Wriothesley goes on to describe the city of London as it celebrated the accession of its new Catholic Queen, the daughter of their beloved Bluff King Hal:
“All the streets in London, from Aldgate up to Leadenhall, and so the Tower, were richly hanged with clothes of arras and silk, the streets gravelled all the way, and the citizens standing at rails with their streamers and banners of every Company or occupation standing at their rails, every Company in their best liveries with their hoods. Also there were 4 great stages between Aldgate and the Tower where clarks and musicians stood playing and singing goodly ballads which rejoiced the Queene’s highness greatly. Also there was such a terrible and great shot of guns shot within the Tower and all about the Tower wharf that the like hath not bee heard, for they never ceased shooting from the time her highness entered in at Aldgate til she came to Mark Lane end, which was like great thunder, so that it had been like to an earthquake.

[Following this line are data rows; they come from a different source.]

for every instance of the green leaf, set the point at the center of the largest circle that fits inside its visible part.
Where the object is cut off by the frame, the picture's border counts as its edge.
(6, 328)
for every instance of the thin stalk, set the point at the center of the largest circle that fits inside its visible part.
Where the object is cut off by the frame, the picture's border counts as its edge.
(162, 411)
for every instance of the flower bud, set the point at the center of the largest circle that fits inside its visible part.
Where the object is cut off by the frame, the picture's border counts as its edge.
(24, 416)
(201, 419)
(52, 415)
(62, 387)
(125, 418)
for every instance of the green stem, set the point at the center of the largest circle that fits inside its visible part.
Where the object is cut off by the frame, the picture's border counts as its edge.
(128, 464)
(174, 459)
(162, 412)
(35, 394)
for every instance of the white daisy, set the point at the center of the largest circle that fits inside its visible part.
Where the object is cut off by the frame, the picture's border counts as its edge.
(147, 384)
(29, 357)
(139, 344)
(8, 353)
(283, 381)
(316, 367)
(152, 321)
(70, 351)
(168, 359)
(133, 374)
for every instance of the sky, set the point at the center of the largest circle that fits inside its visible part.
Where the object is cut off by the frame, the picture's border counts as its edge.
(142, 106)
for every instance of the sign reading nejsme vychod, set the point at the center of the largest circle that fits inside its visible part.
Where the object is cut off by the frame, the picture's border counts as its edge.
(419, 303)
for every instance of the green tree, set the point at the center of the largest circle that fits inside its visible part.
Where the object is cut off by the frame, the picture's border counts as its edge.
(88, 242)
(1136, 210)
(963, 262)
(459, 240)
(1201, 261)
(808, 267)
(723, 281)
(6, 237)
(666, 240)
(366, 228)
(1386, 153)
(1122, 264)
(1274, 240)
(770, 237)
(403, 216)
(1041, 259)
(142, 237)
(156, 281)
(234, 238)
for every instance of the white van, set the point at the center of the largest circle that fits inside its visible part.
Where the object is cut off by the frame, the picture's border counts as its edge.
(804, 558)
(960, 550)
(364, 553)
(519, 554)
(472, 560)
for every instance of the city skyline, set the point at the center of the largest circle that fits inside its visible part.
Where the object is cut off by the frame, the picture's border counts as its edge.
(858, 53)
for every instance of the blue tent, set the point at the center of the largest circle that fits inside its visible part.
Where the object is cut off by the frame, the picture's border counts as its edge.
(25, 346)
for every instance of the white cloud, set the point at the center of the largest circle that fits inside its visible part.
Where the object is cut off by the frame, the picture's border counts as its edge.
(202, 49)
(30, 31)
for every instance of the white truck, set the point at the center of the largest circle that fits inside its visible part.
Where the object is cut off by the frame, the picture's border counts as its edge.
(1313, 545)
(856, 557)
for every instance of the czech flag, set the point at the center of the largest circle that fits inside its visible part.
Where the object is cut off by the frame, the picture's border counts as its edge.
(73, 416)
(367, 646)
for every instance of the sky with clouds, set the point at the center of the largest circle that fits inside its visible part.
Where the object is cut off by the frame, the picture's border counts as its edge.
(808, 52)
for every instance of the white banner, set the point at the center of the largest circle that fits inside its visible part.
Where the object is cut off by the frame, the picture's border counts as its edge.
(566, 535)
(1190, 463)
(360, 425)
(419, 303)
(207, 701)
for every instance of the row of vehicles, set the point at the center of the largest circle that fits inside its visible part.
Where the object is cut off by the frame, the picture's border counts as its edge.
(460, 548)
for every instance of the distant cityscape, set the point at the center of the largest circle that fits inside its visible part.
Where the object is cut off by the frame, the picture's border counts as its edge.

And all the streets by the way as her highness rode, standing so full of people shouting and crying “Jesus save her Grace!”, with weeping tears for joy, that the like was never seen before.”
It is obvious that the people were happy to see their new queen, and nobody seems to have given a thought to the fate of Lady Jane Grey, the young woman who was queen from the 6th July to the 19th July after being named Edward VI’s heir in his “Devise for the Succession”. She was imprisoned in the Tower and would finally be executed for high treason in February 1554.